Sebbene in ogni civiltà si sia dubitato, infatti, non sotto tutti i cieli il dubbio ha rappresentato la stessa cosa. Innanzitutto, infatti, la diversità dei contesti politici ci fa osservare quanto non sempre sia stato lecito il dubitare stesso, e il pensiero va qui subito ai totalitarismi e alle molte esperienze dittatoriali che hanno contrassegnato il ventesimo secolo e che caratterizzano tuttora il ventunesimo. Il dubbio, dunque, come segno tangibile del nostro più civile modo di esistere.
Come compare il dubbio all`interno della nostra esistenza? Si è dubitato sempre allo stesso modo? Con la stessa frequenza? I presupposti di questa discussione stessa sono già tutti all’interno di istituzioni politiche democratiche, e di un modo di esistere nel quale il dubbio è qualcosa di fin troppo familiare, come una figura costante del nostro stile di vita.
Se, per Aristotele, il dubbio sorge quando ci troviamo in una situazione in cui abbiamo due ragionamenti fra di loro opposti e che si equivalgono, abbiamo allora che il dubbio appare come parte integrante dell’azione, e precisamente come quella sospensione dell’azione stessa che si presenta in circostanze relativamente rare. In una società basata su un sapere tradizionale, infatti, come quella antica, l’azione normalmente risulta guidata dal sapere stesso, che la veicola verso obiettivi e mezzi.

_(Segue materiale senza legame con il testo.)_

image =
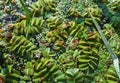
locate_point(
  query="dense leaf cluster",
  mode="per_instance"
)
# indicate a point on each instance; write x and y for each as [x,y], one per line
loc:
[59,42]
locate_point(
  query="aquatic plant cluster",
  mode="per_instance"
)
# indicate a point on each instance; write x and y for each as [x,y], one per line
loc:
[56,41]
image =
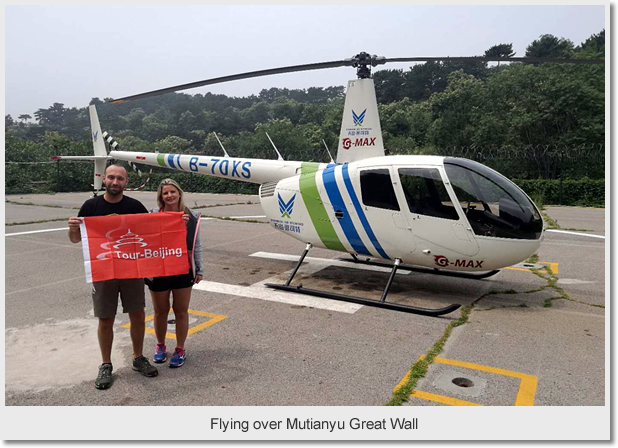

Ma è proprio qui che Auciello vede in atto la specifica trasformazione che il Moderno ha rappresentato e rappresenta. Nel mondo di Aristotele, infatti, il dubbio rappresenta un accidente in un contesto sociale dominato piuttosto dalle certezze, una pausa relativamente oziosa in una catena di pratiche dominate da saperi determinati e circoscritti. Il culto degli avi e l’idea di un’azione guidata dalle certezze della tradizione formano un reticolo coerente in certe civiltà. Solo nel mondo moderno, al contrario, il dubitare diventa la sostanza stessa di una sorta di riflessione collettiva.
Si avrà, allora, con l’età dei Lumi una vera e propria esaltazione del pensiero critico, e in generale la consapevolezza che una società pienamente avanzata non possa che riconoscersi nel distacco continuo da quella tradizione che per altre civiltà ha rappresentato piuttosto un firmamento immobile. L’azione, allora, diventa il luogo dove ogni sapere specifico si fonda e continuamente si verifica, e non meramente il luogo di applicazione di quanto appreso in un altrove mitico o teologicamente fondato, e sarà proprio in questo suo primato sul conoscere che l’atto si estrinsecherà come una sorta di movimento continuo in un mare di incertezza.
Per dirla con Thomas Hobbes, dunque, non sarà più la verità a costituire la legge, ma piuttosto l’autorità, e dunque sarà la legge nel suo concreto farsi, a riscoprirsi vera legge.
La categoria di decisione, dunque, e con essa quel sapersi orientare tra un mare di possibilità, appare come quella distintiva di una dimensione moderna nella quale nulla più appare scontato, e nella quale un dubbio ormai divenuto bifronte costituisce di per sé un merito: dubbio come metodo e dubbio come segno pulviscolare di un’atmosfera storica.